I recently worked on the integration of solar production into a small industrial building project. In the process, I discovered an interesting fact: The integration of solar production can have a negative impact on the overall power factor (PF) of the electrical installation and may lead to penalties if corrective measures are not taken.
On this particular project, before the installation of the solar production the power factor was averaging 0.96, which is above the minimum value of 0.93 fixed by the energy provider. But by integrating solar production, the power factor decreased significantly, to 0.8, which is much lower than the defined threshold. In fact, because the solar system was producing and providing active energy only, less active energy was required from the grid for the same amount of reactive energy. Because power factor is defined as the ratio between the active power and the total power, when the active power demand from the grid went down, the power factor for the grid connection decreased accordingly.

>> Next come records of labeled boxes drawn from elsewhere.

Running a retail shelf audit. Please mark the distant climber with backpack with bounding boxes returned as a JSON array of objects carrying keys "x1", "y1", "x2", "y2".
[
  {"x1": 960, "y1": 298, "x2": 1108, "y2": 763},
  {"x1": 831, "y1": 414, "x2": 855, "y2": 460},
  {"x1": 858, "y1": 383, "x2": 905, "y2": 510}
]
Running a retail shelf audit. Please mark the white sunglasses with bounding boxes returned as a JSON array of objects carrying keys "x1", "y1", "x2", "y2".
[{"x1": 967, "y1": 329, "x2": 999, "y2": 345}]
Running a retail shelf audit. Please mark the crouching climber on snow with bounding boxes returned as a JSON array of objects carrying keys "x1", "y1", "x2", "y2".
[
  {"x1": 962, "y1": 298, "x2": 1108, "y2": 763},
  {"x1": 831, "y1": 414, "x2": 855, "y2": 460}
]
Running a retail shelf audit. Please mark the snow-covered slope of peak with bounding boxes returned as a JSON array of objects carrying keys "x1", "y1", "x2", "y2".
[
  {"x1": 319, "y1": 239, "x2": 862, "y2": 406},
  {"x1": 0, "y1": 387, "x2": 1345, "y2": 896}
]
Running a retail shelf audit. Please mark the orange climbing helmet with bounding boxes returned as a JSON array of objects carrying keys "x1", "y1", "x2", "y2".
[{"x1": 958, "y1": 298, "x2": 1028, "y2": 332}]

However, there is an easy way to avoid power factor penalties when integrating solar production that does not require installing additional power factor correction equipment. By regulating the inverter set point, the solar inverters can provide not only active but also some reactive power. This regulation can be arranged through power measurements at the photovoltaic installation and at the connection point to the grid using a control system that calculates and communicates the appropriate set point value to the inverters.
In the example above, a minimal reduction of the active power produced by the solar system enabled the global power factor of the electrical installation to be raised to the expected value.
At Schneider Electric, we have developed an algorithms-based solution that enables correction of the power factor rapidly and with high accuracy. This patented methodology provides the optimal operating point of the solar production system regarding the power factor of the electrical installation.
To learn more about the impact of solar integration on power factor, watch “How to avoid power factor penalties due to photovoltaic production.” This short explanation is part of a new series of videos prepared by Schneider Electric’s technical communication group.
An overview of the series and a full playlist is also available.
Learn more on electrical installation design for installations with local production in Chapter P of the Electrical Installation Guide.
3 years ago
A nice video. With nice explanation and example.
3 years ago
I learned a lot from your article. A very valuable experience.
Patrick Kobou Ngani
2 years ago
Thank you for the very informative article.
I’m from the university of Luxembourg and my group is developing a similar solution in order to locally improve the hosting capacity of the grid. We would like to know what you think about our solution. how can we best discuss about it?